Things You'll Need
2 microfiber cleaning rags
1/4 cup baking soda
Most household water systems contain minerals, such as magnesium and calcium. Neglecting to wipe moisture from faucets makes them susceptible to hard water discoloration; the water evaporates and leaves behind dull, white mineral deposits. Hard water discoloration taints the aesthetic appeal of chrome, gold, brass and stainless steel faucets, which detracts from a bathroom's overall appearance. Failure to quickly address hard water discoloration makes the task of removing the mineral deposits more difficult in the future. Promptly fix a discolored faucet using basic household supplies.
Cut a paper towel into several strips. Drench the paper towel strips in white vinegar.
Wrap the saturated paper towel strips around the discolored faucet. Leave the strips on the faucet for one hour.
Unwrap the strips from the faucet. Peel off any remaining stuck-on paper towel fragments.

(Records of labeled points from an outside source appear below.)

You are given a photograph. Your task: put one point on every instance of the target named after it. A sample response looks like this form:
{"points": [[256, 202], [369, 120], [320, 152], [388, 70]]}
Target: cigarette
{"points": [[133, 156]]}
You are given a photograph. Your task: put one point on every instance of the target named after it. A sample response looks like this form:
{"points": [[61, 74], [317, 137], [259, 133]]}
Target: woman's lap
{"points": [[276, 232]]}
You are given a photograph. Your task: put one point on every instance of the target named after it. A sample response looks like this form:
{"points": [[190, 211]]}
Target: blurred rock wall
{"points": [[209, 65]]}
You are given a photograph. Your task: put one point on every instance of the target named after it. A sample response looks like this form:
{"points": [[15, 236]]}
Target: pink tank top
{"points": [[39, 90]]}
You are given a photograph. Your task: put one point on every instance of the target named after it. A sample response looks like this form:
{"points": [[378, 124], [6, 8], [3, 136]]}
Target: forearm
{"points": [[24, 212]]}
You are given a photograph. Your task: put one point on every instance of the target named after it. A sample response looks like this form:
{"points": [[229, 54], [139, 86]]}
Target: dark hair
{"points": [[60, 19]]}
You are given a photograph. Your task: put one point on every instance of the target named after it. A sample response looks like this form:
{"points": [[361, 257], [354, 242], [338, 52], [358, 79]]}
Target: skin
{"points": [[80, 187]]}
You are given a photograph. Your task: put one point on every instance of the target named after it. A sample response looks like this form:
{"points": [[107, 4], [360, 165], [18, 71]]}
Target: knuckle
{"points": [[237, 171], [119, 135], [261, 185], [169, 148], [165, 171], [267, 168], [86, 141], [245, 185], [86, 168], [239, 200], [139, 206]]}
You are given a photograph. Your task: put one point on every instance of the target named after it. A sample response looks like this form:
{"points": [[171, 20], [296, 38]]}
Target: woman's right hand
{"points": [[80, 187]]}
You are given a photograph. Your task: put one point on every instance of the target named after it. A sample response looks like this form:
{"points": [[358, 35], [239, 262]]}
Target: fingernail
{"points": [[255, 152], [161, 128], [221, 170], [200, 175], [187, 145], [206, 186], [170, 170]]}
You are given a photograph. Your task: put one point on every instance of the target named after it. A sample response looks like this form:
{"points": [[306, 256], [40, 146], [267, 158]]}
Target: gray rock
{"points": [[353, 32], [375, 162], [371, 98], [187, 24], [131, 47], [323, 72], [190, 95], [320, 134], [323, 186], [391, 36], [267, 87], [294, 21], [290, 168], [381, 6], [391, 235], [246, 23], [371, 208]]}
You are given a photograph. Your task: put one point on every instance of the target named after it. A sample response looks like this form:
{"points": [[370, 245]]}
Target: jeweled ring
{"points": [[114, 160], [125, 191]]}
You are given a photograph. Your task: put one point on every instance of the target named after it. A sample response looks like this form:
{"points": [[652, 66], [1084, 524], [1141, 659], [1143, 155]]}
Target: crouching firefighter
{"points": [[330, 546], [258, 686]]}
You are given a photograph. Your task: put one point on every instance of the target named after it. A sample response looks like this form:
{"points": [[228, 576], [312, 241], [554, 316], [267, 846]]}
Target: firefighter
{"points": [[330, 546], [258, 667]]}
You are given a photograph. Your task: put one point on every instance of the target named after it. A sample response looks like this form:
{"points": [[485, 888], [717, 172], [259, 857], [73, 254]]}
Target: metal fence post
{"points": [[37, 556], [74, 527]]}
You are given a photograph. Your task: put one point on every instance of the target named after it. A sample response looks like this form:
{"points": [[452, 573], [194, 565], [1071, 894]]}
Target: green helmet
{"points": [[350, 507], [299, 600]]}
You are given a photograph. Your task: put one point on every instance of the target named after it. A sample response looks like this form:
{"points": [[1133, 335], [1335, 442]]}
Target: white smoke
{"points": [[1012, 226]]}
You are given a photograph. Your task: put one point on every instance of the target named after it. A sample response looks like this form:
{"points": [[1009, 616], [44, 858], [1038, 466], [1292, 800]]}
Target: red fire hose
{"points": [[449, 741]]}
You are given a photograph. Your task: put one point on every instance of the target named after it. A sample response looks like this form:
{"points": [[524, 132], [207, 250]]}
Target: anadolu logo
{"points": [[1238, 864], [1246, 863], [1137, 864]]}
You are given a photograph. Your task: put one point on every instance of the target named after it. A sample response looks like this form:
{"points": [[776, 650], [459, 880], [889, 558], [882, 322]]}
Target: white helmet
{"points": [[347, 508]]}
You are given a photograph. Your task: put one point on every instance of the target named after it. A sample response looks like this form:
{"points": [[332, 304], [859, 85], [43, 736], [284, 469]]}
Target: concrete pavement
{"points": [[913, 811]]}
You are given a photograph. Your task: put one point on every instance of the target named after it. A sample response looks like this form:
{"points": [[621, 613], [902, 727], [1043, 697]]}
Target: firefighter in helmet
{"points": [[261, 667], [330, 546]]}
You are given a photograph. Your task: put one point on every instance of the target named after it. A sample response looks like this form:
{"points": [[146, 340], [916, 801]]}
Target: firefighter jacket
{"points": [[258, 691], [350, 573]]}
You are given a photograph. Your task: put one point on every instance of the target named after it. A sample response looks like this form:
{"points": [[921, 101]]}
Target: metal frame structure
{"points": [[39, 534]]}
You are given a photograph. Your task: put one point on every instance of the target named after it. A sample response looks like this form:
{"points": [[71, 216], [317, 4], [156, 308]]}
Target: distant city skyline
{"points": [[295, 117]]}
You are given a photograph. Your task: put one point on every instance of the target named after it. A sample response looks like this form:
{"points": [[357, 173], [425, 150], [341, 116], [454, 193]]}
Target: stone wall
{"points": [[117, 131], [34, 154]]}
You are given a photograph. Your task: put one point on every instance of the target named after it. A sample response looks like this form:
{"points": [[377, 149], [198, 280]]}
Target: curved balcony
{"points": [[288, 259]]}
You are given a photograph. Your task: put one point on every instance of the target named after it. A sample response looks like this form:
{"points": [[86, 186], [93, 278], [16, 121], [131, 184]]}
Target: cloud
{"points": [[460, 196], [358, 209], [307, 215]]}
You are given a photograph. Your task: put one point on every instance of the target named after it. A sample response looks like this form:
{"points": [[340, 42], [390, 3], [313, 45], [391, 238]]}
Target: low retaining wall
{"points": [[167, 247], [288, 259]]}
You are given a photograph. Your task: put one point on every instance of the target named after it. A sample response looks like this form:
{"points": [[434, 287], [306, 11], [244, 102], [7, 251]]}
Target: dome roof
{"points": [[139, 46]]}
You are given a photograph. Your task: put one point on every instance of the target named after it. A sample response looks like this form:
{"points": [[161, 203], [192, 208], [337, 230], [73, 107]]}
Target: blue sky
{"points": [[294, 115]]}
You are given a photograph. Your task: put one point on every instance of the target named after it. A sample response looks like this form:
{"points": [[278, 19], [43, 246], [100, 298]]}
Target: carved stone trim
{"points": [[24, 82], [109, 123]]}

Moisten a microfiber cleaning rag with warm water. Wipe the rag over the faucet to rinse away the vinegar.
Examine the faucet for remaining discoloration. If the faucet is still marred with white deposits, make a paste of 1/4 cup vinegar and 1/4 cup baking soda in a bowl. Mix the vinegar and baking soda until the paste is smooth.
Coat the remaining mineral deposits with the paste using a rubber spatula. Let the paste dry on the faucet.
Dampen a second microfiber cleaning rag with warm water. Wipe the faucet with the rag to rinse off the paste.
Dry the faucet with a terrycloth towel to prevent future hard water discoloration.
Substitute distilled water for the white vinegar when removing discoloration from gold faucets.
Substitute cotton balls or facial tissue for the paper towel.
Abrasive cleaners and metal supplies will scratch and damage faucets.